Paul Thomas Anderson
Paul Thomas Anderson — 11 previous nominations, zero wins. Until now?

Paul Thomas Anderson could achieve a rare trifecta on Sunday: wins for writing, directing, and producing One Battle After Another. Only ten filmmakers have ever pulled that off. But the real story is the drought. Anderson has been nominated eleven times across nearly three decades — since Boogie Nights in 1998 — and has never won. The 98th Oscars could end one of the most talked-about losing streaks in Academy history, or extend it to an even dozen.

16. The Man Who Skipped the Precursors

Delroy Lindo
Delroy Lindo — first Oscar nomination at 73 for Sinners

Delroy Lindo earned his first Oscar nomination at 73 for Sinners — and he did it without any prior recognition at the BAFTAs, Golden Globes, or SAG Awards. In a modern Oscar race where precursor momentum has become almost prerequisite, Lindo’s nomination is a throwback: pure Academy voters, responding to a performance that demanded to be seen. After five decades and a career-defining snub for Da 5 Bloods, the recognition lands with particular weight.

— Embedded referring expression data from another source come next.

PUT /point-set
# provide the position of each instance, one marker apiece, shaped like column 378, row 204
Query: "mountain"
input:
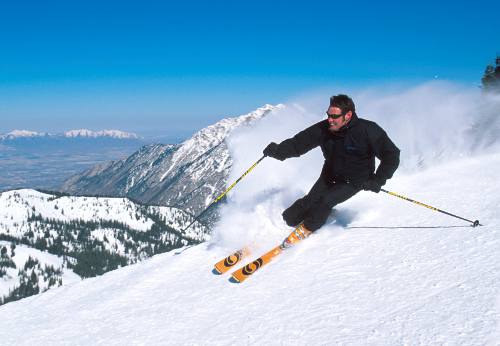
column 44, row 161
column 80, row 237
column 387, row 272
column 82, row 133
column 188, row 176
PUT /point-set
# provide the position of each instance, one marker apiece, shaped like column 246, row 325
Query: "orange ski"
column 244, row 272
column 230, row 261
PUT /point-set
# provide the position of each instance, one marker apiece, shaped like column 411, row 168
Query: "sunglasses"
column 334, row 116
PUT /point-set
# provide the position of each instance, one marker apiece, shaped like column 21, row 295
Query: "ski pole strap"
column 224, row 193
column 474, row 223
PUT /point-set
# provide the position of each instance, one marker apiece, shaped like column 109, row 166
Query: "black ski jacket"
column 349, row 153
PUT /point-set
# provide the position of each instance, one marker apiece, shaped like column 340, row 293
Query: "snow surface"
column 383, row 271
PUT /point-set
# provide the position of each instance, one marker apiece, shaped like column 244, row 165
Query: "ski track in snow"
column 343, row 286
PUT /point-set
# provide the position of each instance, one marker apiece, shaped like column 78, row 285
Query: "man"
column 350, row 145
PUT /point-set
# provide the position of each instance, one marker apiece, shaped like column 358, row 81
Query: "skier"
column 350, row 145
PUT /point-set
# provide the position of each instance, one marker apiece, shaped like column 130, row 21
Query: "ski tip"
column 233, row 280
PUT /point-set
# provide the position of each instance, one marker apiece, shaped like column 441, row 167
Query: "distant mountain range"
column 187, row 175
column 81, row 133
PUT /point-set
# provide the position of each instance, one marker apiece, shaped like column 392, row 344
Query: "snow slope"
column 382, row 271
column 344, row 286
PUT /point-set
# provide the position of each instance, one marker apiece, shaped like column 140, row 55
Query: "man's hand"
column 272, row 151
column 372, row 184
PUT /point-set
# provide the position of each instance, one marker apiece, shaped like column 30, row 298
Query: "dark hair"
column 344, row 102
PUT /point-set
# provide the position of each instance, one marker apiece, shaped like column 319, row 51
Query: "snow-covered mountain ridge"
column 188, row 176
column 91, row 235
column 81, row 133
column 363, row 279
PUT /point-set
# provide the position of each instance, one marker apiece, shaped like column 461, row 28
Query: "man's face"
column 337, row 122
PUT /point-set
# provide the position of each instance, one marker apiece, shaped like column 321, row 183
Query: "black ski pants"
column 313, row 209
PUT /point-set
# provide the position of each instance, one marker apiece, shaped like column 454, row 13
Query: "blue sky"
column 162, row 67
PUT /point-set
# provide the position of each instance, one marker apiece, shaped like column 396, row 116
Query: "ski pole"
column 474, row 223
column 224, row 193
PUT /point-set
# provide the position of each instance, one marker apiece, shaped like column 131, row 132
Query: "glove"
column 272, row 151
column 372, row 184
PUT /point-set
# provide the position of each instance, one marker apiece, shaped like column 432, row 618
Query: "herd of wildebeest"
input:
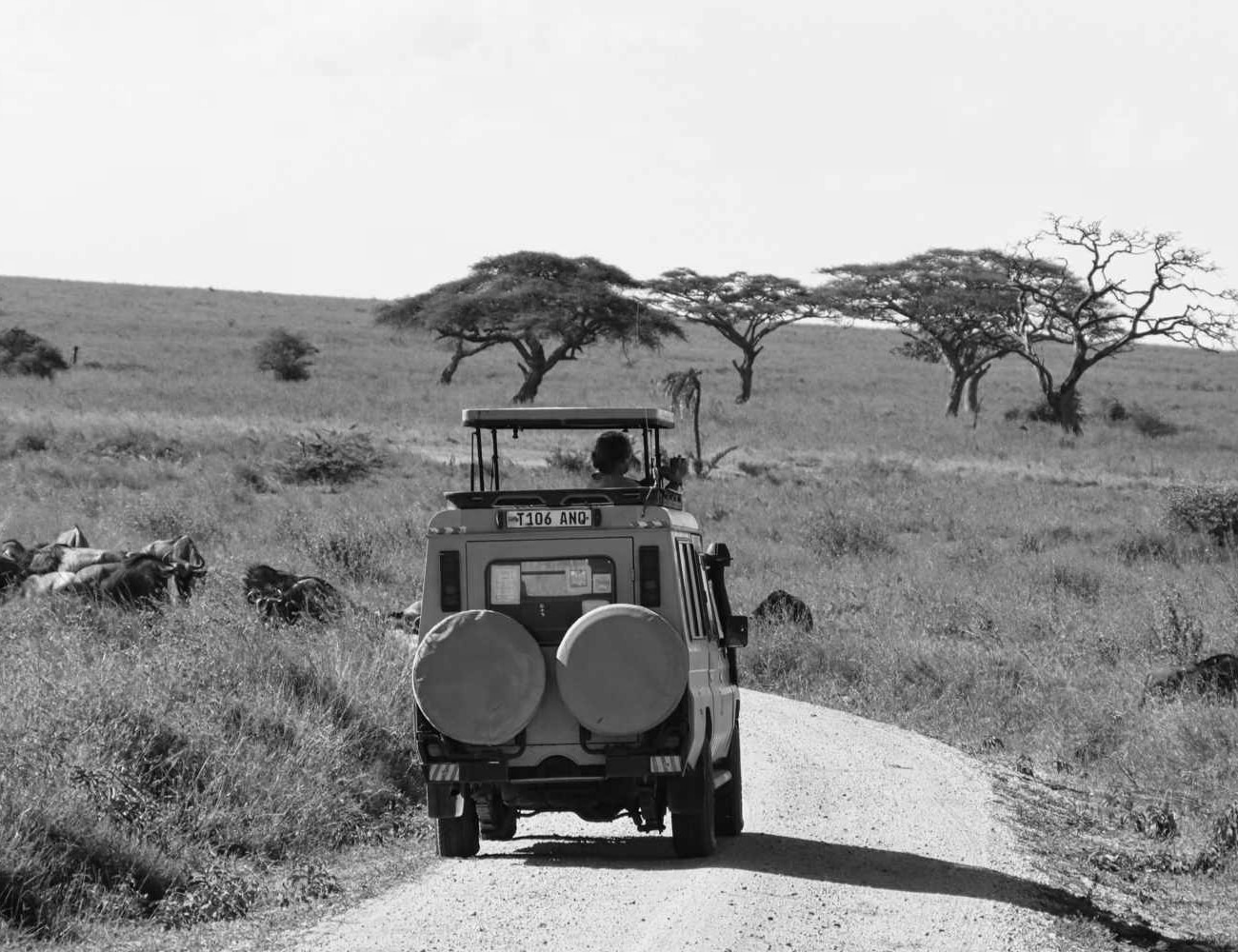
column 149, row 577
column 155, row 575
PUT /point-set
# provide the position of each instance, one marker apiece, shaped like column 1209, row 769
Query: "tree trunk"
column 697, row 463
column 449, row 370
column 957, row 382
column 528, row 391
column 1065, row 405
column 973, row 391
column 746, row 375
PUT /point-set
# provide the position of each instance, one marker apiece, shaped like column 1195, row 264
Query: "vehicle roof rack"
column 569, row 417
column 649, row 420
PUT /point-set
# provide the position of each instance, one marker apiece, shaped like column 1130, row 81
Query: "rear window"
column 548, row 596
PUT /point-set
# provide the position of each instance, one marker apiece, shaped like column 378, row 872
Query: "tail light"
column 449, row 581
column 650, row 565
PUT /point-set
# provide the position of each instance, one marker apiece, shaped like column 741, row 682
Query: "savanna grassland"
column 1001, row 585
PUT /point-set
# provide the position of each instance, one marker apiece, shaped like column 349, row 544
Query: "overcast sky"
column 378, row 148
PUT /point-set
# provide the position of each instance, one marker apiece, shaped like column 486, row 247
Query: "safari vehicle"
column 577, row 650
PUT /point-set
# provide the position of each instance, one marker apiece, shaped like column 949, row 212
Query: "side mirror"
column 737, row 631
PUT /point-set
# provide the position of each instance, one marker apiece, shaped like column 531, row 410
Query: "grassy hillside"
column 1003, row 587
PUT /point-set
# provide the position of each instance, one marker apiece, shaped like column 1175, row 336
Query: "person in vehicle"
column 611, row 460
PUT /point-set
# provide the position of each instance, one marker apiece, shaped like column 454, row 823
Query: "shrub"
column 1147, row 545
column 1208, row 509
column 1113, row 410
column 330, row 458
column 1149, row 424
column 25, row 354
column 140, row 445
column 25, row 440
column 1082, row 584
column 285, row 354
column 832, row 534
column 1175, row 631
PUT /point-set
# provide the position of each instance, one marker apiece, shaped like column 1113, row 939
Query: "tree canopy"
column 1130, row 287
column 548, row 307
column 744, row 308
column 954, row 307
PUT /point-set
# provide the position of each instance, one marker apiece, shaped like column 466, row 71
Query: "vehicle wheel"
column 502, row 824
column 693, row 833
column 459, row 836
column 729, row 821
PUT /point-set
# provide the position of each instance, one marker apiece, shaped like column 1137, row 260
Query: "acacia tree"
column 1134, row 287
column 546, row 306
column 744, row 308
column 953, row 307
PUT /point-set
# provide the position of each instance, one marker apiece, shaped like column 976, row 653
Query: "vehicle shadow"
column 847, row 865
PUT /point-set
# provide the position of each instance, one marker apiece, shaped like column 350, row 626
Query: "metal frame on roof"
column 569, row 417
column 650, row 420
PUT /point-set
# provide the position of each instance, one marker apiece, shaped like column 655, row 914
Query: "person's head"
column 611, row 453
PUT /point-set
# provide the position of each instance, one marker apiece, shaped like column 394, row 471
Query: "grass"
column 1004, row 587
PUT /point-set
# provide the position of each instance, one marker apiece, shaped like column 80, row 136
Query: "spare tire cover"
column 622, row 668
column 478, row 676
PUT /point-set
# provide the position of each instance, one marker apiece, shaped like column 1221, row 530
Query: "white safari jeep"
column 577, row 651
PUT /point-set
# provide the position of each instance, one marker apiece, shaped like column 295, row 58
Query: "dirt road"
column 858, row 836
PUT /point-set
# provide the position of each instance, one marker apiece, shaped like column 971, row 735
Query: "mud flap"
column 444, row 802
column 686, row 794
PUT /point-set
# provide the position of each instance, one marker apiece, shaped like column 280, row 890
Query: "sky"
column 378, row 148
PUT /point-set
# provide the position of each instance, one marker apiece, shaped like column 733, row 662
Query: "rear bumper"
column 496, row 771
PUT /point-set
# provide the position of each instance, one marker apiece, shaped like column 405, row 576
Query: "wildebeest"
column 11, row 573
column 139, row 581
column 73, row 539
column 409, row 618
column 181, row 550
column 15, row 551
column 784, row 608
column 74, row 560
column 48, row 584
column 288, row 597
column 1213, row 677
column 45, row 559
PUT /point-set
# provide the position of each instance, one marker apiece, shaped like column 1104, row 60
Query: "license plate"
column 576, row 518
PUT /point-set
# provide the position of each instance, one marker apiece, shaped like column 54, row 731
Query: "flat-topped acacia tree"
column 744, row 308
column 546, row 306
column 953, row 307
column 1133, row 287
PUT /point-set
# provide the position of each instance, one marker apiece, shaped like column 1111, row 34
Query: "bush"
column 1041, row 412
column 1078, row 582
column 1149, row 424
column 832, row 534
column 1208, row 509
column 1175, row 630
column 25, row 354
column 285, row 354
column 330, row 458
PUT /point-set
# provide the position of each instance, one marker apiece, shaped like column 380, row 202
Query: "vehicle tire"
column 459, row 836
column 502, row 826
column 693, row 833
column 729, row 817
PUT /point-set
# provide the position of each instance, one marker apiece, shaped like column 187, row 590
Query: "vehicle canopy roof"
column 647, row 420
column 569, row 417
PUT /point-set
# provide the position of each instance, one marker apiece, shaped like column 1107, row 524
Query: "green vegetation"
column 26, row 354
column 1006, row 588
column 285, row 354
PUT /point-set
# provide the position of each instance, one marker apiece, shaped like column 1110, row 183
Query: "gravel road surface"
column 859, row 836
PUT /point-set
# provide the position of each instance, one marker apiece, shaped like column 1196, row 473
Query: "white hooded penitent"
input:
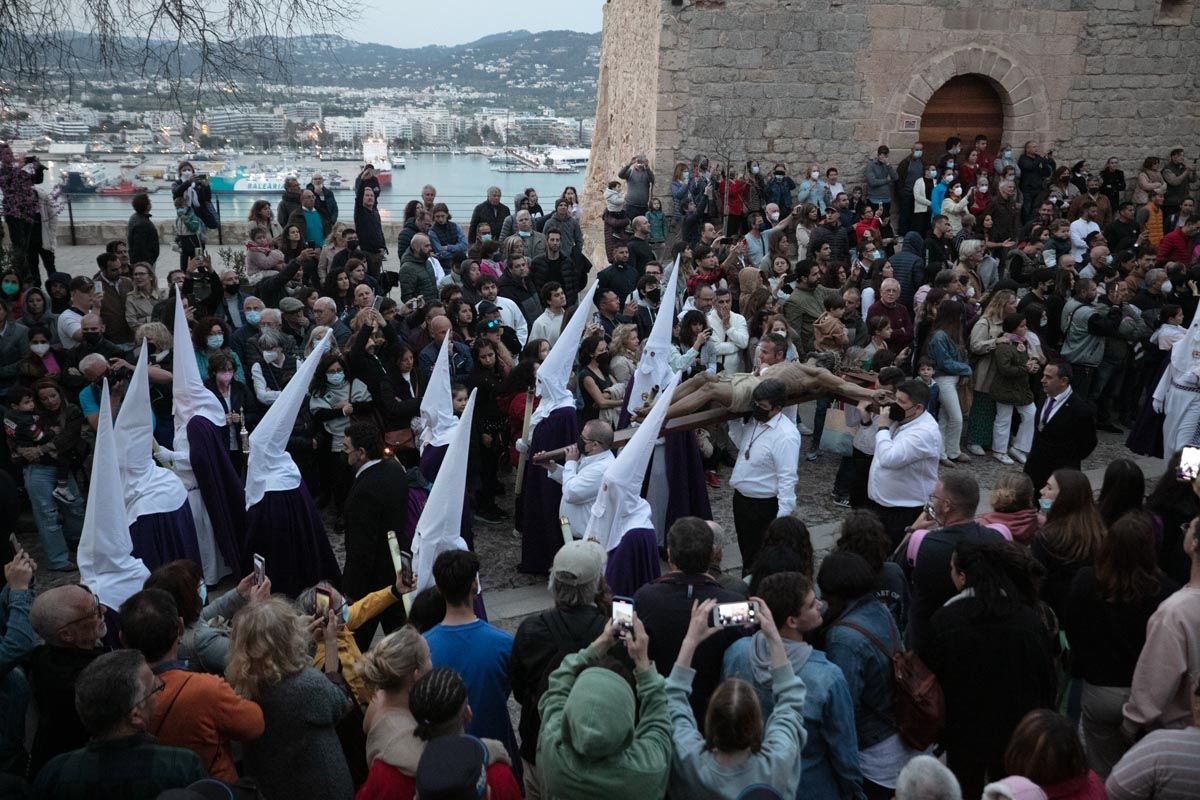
column 555, row 373
column 269, row 467
column 654, row 367
column 437, row 405
column 439, row 528
column 106, row 552
column 619, row 506
column 149, row 488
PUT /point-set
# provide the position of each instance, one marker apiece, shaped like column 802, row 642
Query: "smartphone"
column 323, row 596
column 1189, row 463
column 623, row 613
column 736, row 614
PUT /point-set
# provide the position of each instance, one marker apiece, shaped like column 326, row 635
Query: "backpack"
column 918, row 707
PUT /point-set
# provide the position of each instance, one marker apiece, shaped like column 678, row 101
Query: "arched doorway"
column 965, row 106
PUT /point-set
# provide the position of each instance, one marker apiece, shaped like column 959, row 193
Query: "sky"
column 413, row 23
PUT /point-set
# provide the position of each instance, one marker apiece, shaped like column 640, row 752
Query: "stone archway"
column 1021, row 95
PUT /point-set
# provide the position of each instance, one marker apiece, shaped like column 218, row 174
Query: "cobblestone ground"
column 499, row 548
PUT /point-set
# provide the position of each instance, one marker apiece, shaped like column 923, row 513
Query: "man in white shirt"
column 1081, row 228
column 730, row 331
column 582, row 474
column 83, row 299
column 550, row 324
column 765, row 475
column 904, row 470
column 510, row 313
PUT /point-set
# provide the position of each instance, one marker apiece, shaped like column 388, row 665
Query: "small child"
column 925, row 372
column 828, row 331
column 24, row 428
column 658, row 222
column 262, row 256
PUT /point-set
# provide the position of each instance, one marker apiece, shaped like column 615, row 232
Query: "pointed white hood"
column 619, row 505
column 270, row 467
column 439, row 528
column 555, row 372
column 191, row 396
column 149, row 488
column 106, row 561
column 1186, row 353
column 437, row 404
column 654, row 367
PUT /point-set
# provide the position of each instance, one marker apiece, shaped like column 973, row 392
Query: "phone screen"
column 739, row 613
column 1189, row 464
column 623, row 613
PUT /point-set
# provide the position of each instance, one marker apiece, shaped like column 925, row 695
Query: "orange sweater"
column 202, row 713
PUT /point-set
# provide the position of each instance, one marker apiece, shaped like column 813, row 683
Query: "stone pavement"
column 513, row 605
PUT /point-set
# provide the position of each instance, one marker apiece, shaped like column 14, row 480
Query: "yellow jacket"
column 348, row 653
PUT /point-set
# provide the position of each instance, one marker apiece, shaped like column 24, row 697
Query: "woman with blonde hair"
column 1014, row 506
column 985, row 335
column 1071, row 536
column 299, row 755
column 625, row 352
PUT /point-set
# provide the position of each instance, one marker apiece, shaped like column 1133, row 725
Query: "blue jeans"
column 40, row 483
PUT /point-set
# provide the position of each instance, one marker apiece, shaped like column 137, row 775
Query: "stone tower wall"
column 827, row 80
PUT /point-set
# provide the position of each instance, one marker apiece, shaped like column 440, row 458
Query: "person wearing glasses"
column 71, row 623
column 118, row 697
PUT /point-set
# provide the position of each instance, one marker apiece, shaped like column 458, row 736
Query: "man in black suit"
column 1065, row 427
column 377, row 503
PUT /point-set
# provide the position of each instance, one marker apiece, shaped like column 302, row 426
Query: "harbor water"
column 461, row 180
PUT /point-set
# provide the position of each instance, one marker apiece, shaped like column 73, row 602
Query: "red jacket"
column 385, row 782
column 1174, row 247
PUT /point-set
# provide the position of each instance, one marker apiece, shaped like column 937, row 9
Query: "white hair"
column 927, row 779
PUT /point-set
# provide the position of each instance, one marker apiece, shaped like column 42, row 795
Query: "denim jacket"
column 947, row 359
column 867, row 669
column 831, row 752
column 17, row 641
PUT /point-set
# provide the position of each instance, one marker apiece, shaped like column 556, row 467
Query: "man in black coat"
column 1065, row 427
column 665, row 607
column 376, row 504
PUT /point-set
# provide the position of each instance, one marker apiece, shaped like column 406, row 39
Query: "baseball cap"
column 453, row 768
column 579, row 563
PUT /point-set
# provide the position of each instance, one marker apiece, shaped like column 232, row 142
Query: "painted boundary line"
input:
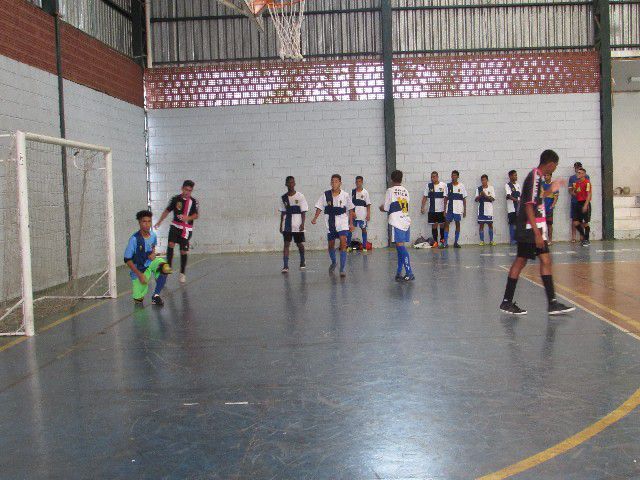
column 592, row 430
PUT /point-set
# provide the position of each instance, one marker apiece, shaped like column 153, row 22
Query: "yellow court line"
column 591, row 431
column 66, row 318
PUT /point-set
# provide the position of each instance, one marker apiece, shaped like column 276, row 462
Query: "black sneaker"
column 156, row 300
column 511, row 308
column 557, row 308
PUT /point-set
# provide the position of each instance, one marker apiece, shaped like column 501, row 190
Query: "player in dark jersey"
column 531, row 235
column 185, row 210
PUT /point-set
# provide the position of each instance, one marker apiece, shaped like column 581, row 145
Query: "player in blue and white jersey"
column 362, row 212
column 435, row 192
column 456, row 207
column 485, row 196
column 338, row 214
column 396, row 204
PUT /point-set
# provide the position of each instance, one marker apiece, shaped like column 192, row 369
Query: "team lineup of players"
column 529, row 208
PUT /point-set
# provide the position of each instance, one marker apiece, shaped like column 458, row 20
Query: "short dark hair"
column 143, row 213
column 396, row 176
column 549, row 156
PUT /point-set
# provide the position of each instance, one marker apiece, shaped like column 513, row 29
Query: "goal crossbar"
column 27, row 300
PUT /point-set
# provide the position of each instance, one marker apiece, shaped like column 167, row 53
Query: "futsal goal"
column 57, row 220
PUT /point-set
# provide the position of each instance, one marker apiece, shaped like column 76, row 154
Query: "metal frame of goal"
column 103, row 276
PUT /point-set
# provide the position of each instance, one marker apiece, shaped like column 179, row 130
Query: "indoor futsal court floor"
column 247, row 373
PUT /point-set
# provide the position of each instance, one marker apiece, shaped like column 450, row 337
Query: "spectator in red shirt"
column 582, row 208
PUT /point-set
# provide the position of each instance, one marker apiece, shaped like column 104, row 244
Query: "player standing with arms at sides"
column 573, row 179
column 513, row 190
column 338, row 213
column 550, row 200
column 582, row 209
column 455, row 200
column 396, row 204
column 531, row 235
column 362, row 202
column 140, row 256
column 185, row 211
column 485, row 196
column 293, row 208
column 435, row 192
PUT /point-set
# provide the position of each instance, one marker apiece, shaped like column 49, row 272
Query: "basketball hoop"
column 287, row 16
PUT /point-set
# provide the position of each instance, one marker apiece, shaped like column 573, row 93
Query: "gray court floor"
column 246, row 373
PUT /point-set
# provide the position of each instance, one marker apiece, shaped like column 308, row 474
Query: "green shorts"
column 139, row 290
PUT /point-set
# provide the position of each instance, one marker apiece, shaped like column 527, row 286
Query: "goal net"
column 58, row 239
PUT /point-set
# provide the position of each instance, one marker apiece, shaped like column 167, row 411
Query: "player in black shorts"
column 293, row 212
column 185, row 210
column 531, row 235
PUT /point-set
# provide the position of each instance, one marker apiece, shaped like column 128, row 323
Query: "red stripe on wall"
column 27, row 35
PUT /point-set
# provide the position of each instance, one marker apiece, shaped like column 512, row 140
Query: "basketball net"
column 287, row 16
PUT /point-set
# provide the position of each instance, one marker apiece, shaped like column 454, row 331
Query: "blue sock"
column 160, row 282
column 406, row 261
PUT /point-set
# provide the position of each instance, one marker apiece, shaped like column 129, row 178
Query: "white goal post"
column 84, row 188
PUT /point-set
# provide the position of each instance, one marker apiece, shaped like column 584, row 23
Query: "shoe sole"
column 513, row 313
column 562, row 312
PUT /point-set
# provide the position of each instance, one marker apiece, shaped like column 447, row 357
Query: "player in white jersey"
column 396, row 204
column 338, row 213
column 362, row 203
column 293, row 211
column 513, row 191
column 435, row 193
column 485, row 196
column 455, row 201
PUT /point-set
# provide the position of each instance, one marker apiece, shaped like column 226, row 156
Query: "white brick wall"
column 29, row 101
column 95, row 117
column 493, row 135
column 240, row 156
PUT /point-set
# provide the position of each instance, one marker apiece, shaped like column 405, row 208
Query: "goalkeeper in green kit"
column 140, row 256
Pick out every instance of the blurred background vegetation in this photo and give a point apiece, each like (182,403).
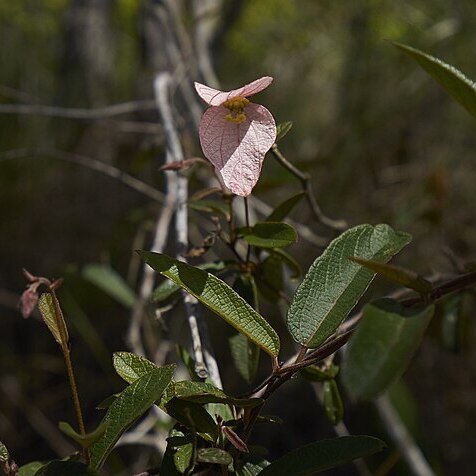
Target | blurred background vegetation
(383,144)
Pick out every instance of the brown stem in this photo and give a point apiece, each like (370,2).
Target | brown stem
(69,367)
(306,184)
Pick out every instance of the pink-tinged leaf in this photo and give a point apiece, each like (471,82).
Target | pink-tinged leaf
(237,150)
(214,97)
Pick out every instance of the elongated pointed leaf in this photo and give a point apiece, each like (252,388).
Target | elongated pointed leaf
(130,366)
(111,282)
(30,469)
(382,346)
(201,392)
(397,274)
(85,441)
(282,129)
(270,235)
(4,454)
(132,402)
(245,356)
(48,311)
(214,456)
(61,468)
(453,80)
(219,297)
(323,455)
(285,208)
(333,284)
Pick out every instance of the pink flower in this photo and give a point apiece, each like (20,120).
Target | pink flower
(235,134)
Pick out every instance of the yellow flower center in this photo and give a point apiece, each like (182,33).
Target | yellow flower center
(236,106)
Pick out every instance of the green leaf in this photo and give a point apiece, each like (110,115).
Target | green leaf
(454,81)
(167,288)
(314,373)
(382,346)
(48,310)
(270,235)
(61,468)
(397,274)
(333,407)
(164,290)
(269,278)
(282,129)
(333,284)
(110,282)
(219,297)
(285,208)
(85,441)
(4,454)
(245,356)
(291,263)
(30,469)
(214,456)
(130,366)
(131,403)
(193,416)
(211,206)
(323,455)
(201,392)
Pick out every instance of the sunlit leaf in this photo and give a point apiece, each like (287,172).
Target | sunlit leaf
(214,456)
(453,322)
(382,346)
(193,416)
(211,206)
(110,282)
(323,455)
(182,448)
(201,392)
(282,129)
(397,274)
(270,235)
(333,285)
(131,366)
(454,81)
(285,208)
(62,468)
(219,297)
(131,403)
(48,311)
(245,355)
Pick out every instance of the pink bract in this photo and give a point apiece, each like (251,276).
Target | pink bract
(214,97)
(236,148)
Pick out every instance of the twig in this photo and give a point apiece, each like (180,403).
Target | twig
(78,113)
(161,85)
(305,180)
(341,430)
(411,453)
(93,164)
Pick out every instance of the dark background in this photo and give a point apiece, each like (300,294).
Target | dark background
(382,141)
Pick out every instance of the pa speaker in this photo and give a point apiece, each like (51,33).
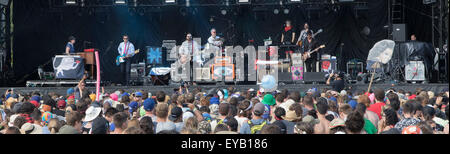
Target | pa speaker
(318,77)
(399,32)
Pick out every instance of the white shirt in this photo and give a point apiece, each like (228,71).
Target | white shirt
(129,47)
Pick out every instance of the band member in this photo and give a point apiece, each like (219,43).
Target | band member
(70,49)
(126,48)
(188,47)
(304,32)
(214,41)
(413,37)
(310,44)
(288,34)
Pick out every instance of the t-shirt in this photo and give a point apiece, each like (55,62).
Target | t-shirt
(377,107)
(338,85)
(369,127)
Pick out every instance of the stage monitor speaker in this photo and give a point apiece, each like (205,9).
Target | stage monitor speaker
(318,77)
(399,32)
(284,77)
(415,71)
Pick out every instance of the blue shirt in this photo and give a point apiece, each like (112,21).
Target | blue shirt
(129,49)
(70,46)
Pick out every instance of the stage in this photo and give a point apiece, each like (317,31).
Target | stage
(291,87)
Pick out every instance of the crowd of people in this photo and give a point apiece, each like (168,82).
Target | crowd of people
(226,111)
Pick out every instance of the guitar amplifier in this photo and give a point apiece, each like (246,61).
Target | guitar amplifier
(202,74)
(415,71)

17. A 20-Year-Old Piece of Music

Hamnet Movie
Jessie Buckley and Paul Mescal in Hamnet

For the emotional finale of Hamnet, director Chloé Zhao chose Max Richter’s “On the Nature of Daylight” — a composition that is now twenty years old and has already appeared in Arrival, Shutter Island, Stranger Things, and, improbably, EastEnders. It’s a piece of music so ubiquitous in cinema that using it is practically a genre unto itself. And yet, in Zhao’s hands, it still works. Some melodies, like some novels, outlast the contexts that try to contain them.


The 98th Academy Awards air live on ABC and Hulu this Sunday, March 15. The ceremony starts at 7 PM ET, with Conan O’Brien hosting from the Dolby Theatre in Hollywood.

What makes this particular year worth watching isn’t the horse race — it’s the texture. A record shattered by a vampire film. A breakout star named after Batman and Buzz Lightyear. A 73-year-old actor who bypassed every precursor and walked straight into the room. An 84-year-old who’s been waiting three decades for the Academy to notice.

The Oscars love to talk about firsts. This year, the firsts are actually interesting.